Crossover voting does occur, but it doesn’t always make a difference. Moreover, finding proof of Democratic crossover voting that would satisfy a political scientist, and proof that that the Democratic crossovers changed the outcome of an election, is difficult. I’ve been able to identify several primary elections in which Democratic crossover voting probably occurred, but only one in which I’m reasonably confident that it changed the outcome.
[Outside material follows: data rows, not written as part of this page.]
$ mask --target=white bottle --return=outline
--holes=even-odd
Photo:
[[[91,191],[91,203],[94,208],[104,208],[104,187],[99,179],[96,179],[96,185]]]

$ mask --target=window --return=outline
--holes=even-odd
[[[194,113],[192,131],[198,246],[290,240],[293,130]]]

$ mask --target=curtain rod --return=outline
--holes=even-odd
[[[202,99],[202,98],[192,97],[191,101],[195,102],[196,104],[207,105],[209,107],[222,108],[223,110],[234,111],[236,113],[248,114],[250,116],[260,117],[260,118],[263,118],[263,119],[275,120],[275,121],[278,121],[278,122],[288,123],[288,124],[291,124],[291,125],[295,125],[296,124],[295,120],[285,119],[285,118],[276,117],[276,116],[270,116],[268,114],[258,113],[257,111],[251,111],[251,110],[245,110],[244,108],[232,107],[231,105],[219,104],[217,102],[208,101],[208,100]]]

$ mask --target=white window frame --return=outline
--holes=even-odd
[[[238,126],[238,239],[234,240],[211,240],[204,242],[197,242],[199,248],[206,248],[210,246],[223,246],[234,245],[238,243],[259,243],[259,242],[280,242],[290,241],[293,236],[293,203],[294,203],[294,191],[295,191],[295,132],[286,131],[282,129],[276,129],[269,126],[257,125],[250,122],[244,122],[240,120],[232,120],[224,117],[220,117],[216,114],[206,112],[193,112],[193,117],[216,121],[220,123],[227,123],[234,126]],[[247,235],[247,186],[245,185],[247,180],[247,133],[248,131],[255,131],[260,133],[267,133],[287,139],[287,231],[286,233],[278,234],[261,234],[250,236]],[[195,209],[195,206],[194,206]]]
But proof or not, many Republican leaders believe that conservative Republican candidates are victims of Democrats crossing over in our open primary. Their remedy, part of the party’s platform:

The members of the Montana Republican Party have the right to freely associate as guaranteed by the US and Montana constitutions. Therefore it is the position of the Montana Republican Party that the voters that select candidates to appear on the general election ballot should be limited to members of the Republican Party who have registered themselves as members of the party if a primary election process is used, or by state or local conventions of the party if a primary election system is not used.

Montana’s Republicans decided to seek a closed primary through a lawsuit in federal court, not through a bill in the Montana Legislature.

Happel says “…our focus to strengthen the Republican message should be based on our mission statement: The state platform.”

That platform contains some interesting planks. Among them:

Fealty to the platform required voting against all bills that accepted any federal money for expanding Medicaid in Montana. Yet enough Republicans voted for Sen. Ed Buttrey’s (R-Great Falls) SB-405 that it became law. Did they do that because they shamelessly embraced socialism despite their party’s call for “personal responsibility” (translation: you’re on your own)? Or, was there another reason?

There was another reason. Montana’s hospitals and health insurance companies wanted the money. A federal program that partially compensated hospitals for charity care was expiring, and health insurance companies may have been losing money. SB-405 is best understood not as an expansion of Medicaid, but as a scheme to use the money for expanded Medicaid to help the hospitals and bail out the insurance companies. That more Republicans didn’t vote to help hospitals and insurers tells us how far the tea party faction has ventured into Cloud Cuckoo Land on health care.

Finally, Happel’s promise to work hard if chosen to chair his party probably will not be welcomed by the party’s paid staff:

The task is too large and the goals too important to look at as a part-time position that can be accomplished without a full-time dedication that understands the urgency of the times we live in. I will dedicate the 40 to 60 hours per week necessary to move our Montana GOP in the direction needed to assure success.

In other words, “Move over, Mr. Executive Director. I’m from Pony, I’m in the saddle, and I’m running this here show.”

Should be an interesting state GOP convention in Helena this weekend.